Message ID | 20240209115417.724638-6-ruansy.fnst@fujitsu.com |
---|---|
State | New, archived |
Headers | show |
Series | [RFC,1/5] cxl/core: correct length of DPA field masks | expand |
Shiyang Ruan wrote: > If poison is detected(reported from cxl memdev), OS should be notified to > handle it.

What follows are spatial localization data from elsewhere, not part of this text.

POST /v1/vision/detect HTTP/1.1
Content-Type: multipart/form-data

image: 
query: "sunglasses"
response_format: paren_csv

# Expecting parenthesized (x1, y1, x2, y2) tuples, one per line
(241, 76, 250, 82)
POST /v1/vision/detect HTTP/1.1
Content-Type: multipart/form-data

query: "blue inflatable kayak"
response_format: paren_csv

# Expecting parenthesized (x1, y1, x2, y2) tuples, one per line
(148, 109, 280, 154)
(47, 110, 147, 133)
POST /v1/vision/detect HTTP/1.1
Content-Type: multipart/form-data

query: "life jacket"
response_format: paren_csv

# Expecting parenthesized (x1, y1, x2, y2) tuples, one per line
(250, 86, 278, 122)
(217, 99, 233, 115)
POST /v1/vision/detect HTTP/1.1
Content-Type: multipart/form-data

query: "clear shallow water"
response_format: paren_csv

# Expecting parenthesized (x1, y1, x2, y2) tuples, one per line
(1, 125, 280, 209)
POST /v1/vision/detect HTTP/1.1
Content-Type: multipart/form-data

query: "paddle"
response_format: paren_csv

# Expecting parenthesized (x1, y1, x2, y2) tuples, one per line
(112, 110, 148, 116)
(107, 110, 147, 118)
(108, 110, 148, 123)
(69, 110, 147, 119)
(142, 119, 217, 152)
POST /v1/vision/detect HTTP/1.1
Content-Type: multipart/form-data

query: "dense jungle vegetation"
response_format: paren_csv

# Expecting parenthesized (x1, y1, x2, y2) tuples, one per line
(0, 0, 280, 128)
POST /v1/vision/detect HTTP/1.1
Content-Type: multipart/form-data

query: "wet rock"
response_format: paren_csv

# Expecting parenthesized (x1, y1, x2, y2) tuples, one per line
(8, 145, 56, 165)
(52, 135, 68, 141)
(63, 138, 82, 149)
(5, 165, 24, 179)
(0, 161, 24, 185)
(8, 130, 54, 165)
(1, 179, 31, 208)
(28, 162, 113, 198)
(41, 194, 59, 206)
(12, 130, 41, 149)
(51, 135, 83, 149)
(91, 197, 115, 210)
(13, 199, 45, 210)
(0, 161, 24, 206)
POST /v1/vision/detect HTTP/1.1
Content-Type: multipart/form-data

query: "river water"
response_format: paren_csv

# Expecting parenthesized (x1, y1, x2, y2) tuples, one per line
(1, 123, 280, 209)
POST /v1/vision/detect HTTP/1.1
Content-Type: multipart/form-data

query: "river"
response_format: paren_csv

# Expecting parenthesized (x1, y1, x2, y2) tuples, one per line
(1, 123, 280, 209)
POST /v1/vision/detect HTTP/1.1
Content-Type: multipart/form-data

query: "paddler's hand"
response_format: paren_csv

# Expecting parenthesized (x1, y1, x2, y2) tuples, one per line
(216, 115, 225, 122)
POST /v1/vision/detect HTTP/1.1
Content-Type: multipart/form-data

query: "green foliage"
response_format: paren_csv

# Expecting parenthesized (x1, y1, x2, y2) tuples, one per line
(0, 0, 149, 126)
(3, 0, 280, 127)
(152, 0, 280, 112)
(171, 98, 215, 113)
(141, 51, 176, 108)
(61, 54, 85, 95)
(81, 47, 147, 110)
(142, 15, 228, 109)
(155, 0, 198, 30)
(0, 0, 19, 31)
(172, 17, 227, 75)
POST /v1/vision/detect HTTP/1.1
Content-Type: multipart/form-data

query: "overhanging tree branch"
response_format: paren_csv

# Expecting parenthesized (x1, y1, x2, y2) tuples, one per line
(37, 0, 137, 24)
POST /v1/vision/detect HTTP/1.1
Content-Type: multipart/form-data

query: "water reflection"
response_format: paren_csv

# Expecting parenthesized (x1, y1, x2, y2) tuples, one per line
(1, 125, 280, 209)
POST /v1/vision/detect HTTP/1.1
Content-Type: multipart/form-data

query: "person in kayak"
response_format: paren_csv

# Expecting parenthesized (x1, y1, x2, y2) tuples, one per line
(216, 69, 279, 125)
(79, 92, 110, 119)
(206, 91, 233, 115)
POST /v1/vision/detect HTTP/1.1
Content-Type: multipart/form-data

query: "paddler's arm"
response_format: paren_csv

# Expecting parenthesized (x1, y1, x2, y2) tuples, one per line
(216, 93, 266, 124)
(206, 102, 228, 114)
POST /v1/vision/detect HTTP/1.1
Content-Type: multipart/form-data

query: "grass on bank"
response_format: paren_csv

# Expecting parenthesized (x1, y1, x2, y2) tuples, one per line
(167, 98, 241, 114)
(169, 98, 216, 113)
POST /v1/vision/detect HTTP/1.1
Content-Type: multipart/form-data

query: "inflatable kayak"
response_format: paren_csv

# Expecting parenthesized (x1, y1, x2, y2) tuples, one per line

Introduce this function: > 1. translate DPA to HPA; > 2. construct a MCE instance; (TODO: more details need to be filled) > 3. log it into MCE event queue; > > After that, MCE mechanism can walk over its notifier chain to execute > specific handlers. > > Signed-off-by: Shiyang Ruan <ruansy.fnst@fujitsu.com> > --- > arch/x86/kernel/cpu/mce/core.c | 1 + > drivers/cxl/core/mbox.c | 33 +++++++++++++++++++++++++++++++++ > 2 files changed, 34 insertions(+) > > diff --git a/arch/x86/kernel/cpu/mce/core.c b/arch/x86/kernel/cpu/mce/core.c > index bc39252bc54f..a64c0aceb7e0 100644 > --- a/arch/x86/kernel/cpu/mce/core.c > +++ b/arch/x86/kernel/cpu/mce/core.c > @@ -131,6 +131,7 @@ void mce_setup(struct mce *m) > m->ppin = cpu_data(m->extcpu).ppin; > m->microcode = boot_cpu_data.microcode; > } > +EXPORT_SYMBOL_GPL(mce_setup); No, mce_setup() is x86 specific and the CXL subsystem is CPU architecture independent. My expectation is that CXL should translate errors for edac similar to how the ACPI GHES code does it. See usage of edac_raw_mc_handle_error() and memory_failure_queue(). Otherwise an MCE is a CPU consumption of poison event, and CXL is reporting device-side discovery of poison.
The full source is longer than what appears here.